The smaller grain sizes of 200 mesh increase flowability and penetrate farther into fractures when pumped in larger volumes. This allows fractures to remain open longer in locations that would typically close because they are physically unreachable by the coarser grains. Additionally, naturally occurring 200 mesh provides favorable crush strength—minimum K-factors check in at more than 13,000 psi. Higher K-factors indicate the proppants’ resistance to crush under high pressure. Once sand “crushes out,” its ability to prop open fractures in shale significantly diminishes. In comparison, typical K-factors for premium Northern white 100 mesh are of 10,000 psi to 11,000 psi.
Engineers have attributed the success of 200 mesh in wells to its ability to be placed within the complex fracturing networks and its improved capacity in slickwater systems as compared to 100 mesh designs. In addition, 200 mesh proppants provide less wash out around perforations and result in more evenly distributed fractures and higher crush strengths.
Applying fine-mesh proppant
The benefits of fine-mesh proppants have been understood for years. The industry has been materially using modern 200 mesh in frac designs since 2016. Operators claim that its use does not compromise existing fracturing routines and can be used in place of coarser mesh sizes at any point during the fracturing process, whether that be leading in, tailing out or through complete substitution. Some select operators have adopted frac designs that omit 100 mesh and other coarse-grain sands completely and solely focus on the benefits of fine mesh.
After noticing the success another E&P company experienced using 200 mesh, Devon Energy decided to start experimenting with finer mesh frac recipes in the Barnett Shale.
“We started out by replacing 40/70 with 100 mesh and saw improved well results,” said Jared Brady, completions engineer at Devon Energy. “The next logical step was to go finer to see if we could replicate the leading E&P company’s success with 200 mesh. The first well we trialed with 200 mesh generated the best results to date that we have experienced.”

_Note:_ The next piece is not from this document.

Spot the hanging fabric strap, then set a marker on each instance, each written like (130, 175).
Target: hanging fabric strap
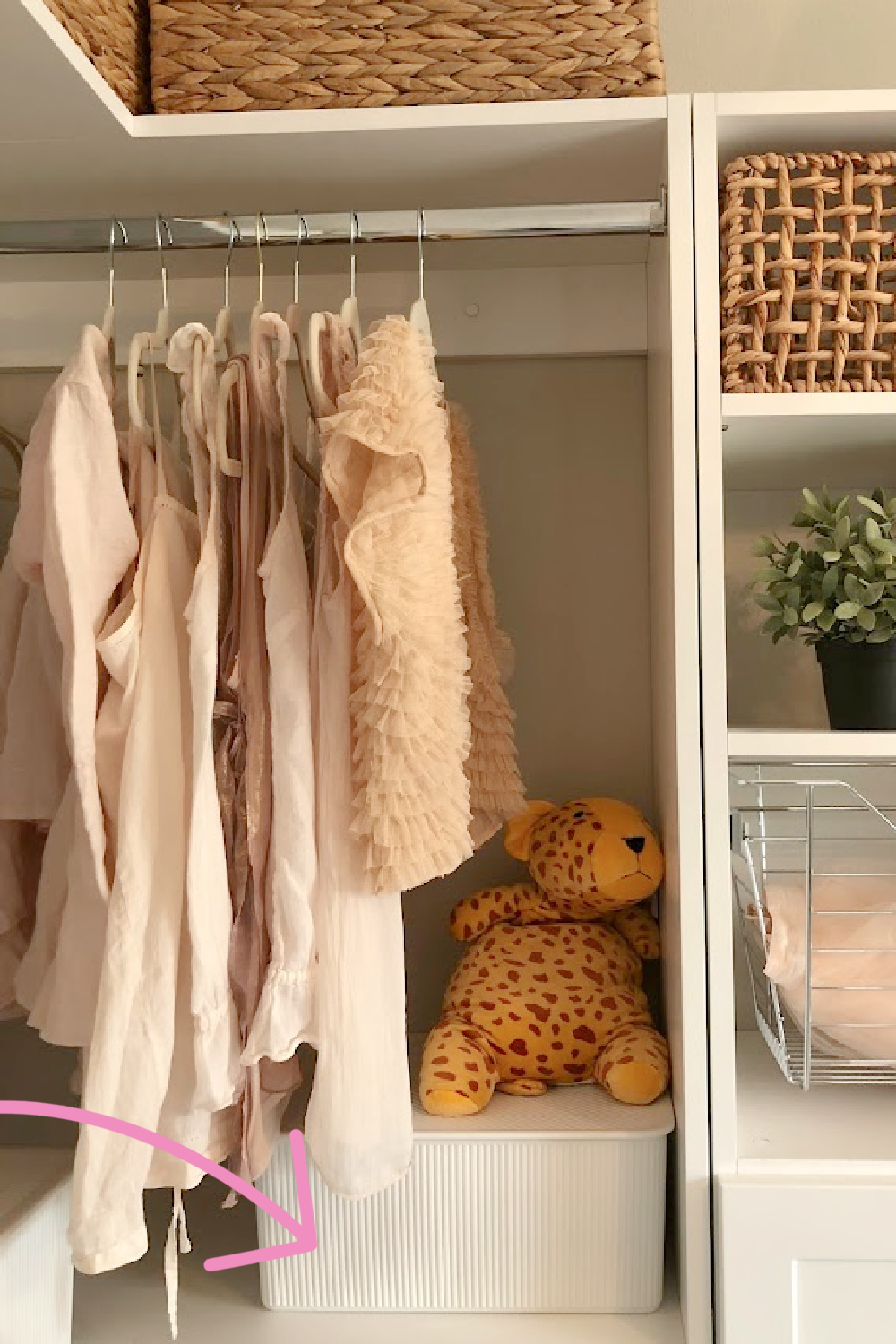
(177, 1242)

Devon was soon able to prove that the first well was not an anomaly, as production results continued to improve versus wells that received coarser sand.
Operators in South Texas also have applied finemesh proppants in their completions. While developing the dry gas window in the Eagle Ford, Pursuit Oil and Gas was working at optimizing its completion design to maximize productivity and recovery from its wells. One of the parameters the company considered changing was proppant size, so Pursuit investigated adding 200 mesh sand to its design. The company wanted to leverage some of the attributes of the 200 mesh such as lower settling velocity to enhance the ability of the fluid to carry the proppant farther into the fracture network and the smaller size of the proppant making it better suited to prop some additional microfractures. Traditionally, finer proppants, such as 200 mesh, have been used for fluid loss control, so it was believed that they could be an added benefit as well. Based on the production results from its latest generation wells, Pursuit plans to continue using the 200 mesh in its design going forward.
Widespread adoption challenges
Although fine-mesh proppant is currently being utilized in Texas, Oklahoma and New Mexico, widespread adoption has been gradual. According to Devon Energy, the only factor preventing it from universally adopting 200 mesh in other basins has been availability.
Naturally occurring deposits of 200 mesh are scarce, with the most prolific scale occurring within North Texas. Mining companies without fine-grade deposits may elect to blast, grind and/or crush their coarser material to arrive at a fabricated 200 mesh. However, there may be tax implications for the end user due to these processing procedures. Vista Proppants and Logistics produces a naturally occurring 200 mesh sand, and the company has been mining its ultrafine Granbury and Tolar, Texas, deposits since 2011 (Figure 2) and selling 200 mesh to its customers since 2016.